The Ministry of Foreign Affairs and Trade’s Minister of State for Security Policy and International Cooperation said the humanitarian situation in Syria was a “catastrophe”, pointing out that the world had currently not found a method “for handling this terrible state of affairs”.

Mr. Mikola told the press that the Hungarian pledges made at the conference may be divided into three groups: the Government has offered to provide five million euros towards handling the healthcare disaster in Syria, 14.6 million euros to support people living in refugee camps in Turkey, and 250 scholarship places for Syrian students to attend Hungarian universities.

In an interview for Hungarian news agency MTI, the Minister of State said that in his opinion the crisis in Iraq and Syria was getting increasingly serious, and declared that he was sceptical with relation to the fact that “this negative trend will change in future and some kind of order will be created, but we cannot stop believing in a long-term solution”.
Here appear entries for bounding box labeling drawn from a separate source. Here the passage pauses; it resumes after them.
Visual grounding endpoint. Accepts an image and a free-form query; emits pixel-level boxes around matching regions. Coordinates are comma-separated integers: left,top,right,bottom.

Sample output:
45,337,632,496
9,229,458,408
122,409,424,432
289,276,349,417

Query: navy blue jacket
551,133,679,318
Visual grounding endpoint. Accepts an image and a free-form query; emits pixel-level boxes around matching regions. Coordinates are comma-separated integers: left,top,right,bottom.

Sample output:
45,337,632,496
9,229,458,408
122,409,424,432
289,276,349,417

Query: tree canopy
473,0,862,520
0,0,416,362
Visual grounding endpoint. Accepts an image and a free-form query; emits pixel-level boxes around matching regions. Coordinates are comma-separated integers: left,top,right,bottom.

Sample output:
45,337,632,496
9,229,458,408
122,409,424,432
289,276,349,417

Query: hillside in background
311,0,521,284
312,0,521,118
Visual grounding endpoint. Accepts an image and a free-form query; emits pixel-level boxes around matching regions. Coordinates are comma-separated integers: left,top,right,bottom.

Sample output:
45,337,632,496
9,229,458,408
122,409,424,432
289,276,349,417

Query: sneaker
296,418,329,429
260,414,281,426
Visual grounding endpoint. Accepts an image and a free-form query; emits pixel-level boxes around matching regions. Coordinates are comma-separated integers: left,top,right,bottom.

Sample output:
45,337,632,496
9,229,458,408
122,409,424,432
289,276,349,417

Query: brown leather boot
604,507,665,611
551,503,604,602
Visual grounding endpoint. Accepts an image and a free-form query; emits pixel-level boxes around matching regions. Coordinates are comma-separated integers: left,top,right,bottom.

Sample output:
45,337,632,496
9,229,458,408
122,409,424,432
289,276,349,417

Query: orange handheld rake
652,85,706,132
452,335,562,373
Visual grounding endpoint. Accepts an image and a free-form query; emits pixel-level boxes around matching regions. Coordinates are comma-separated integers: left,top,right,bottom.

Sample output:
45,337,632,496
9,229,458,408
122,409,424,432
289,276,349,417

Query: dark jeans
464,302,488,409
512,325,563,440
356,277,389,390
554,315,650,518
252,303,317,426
As he explained, the situation is extremely serious and a humanitarian crisis of previously unseen proportions has developed, which the international community is having difficulty getting to grips with. “The goal of the pledges made at the conference is not only the management of the humanitarian situation, but also the long-term resolving of the conflict and the initiation of some kind of long-term consolidation”, he said.

Representatives of around seventy countries are attending the conference in Brussels. The participants are reviewing the state of the undertakings made at last year’s donor conference in London and are expected to agree on providing further funding. The other important topic of the summit is to discuss methods of finding a long-term solution to the civil war.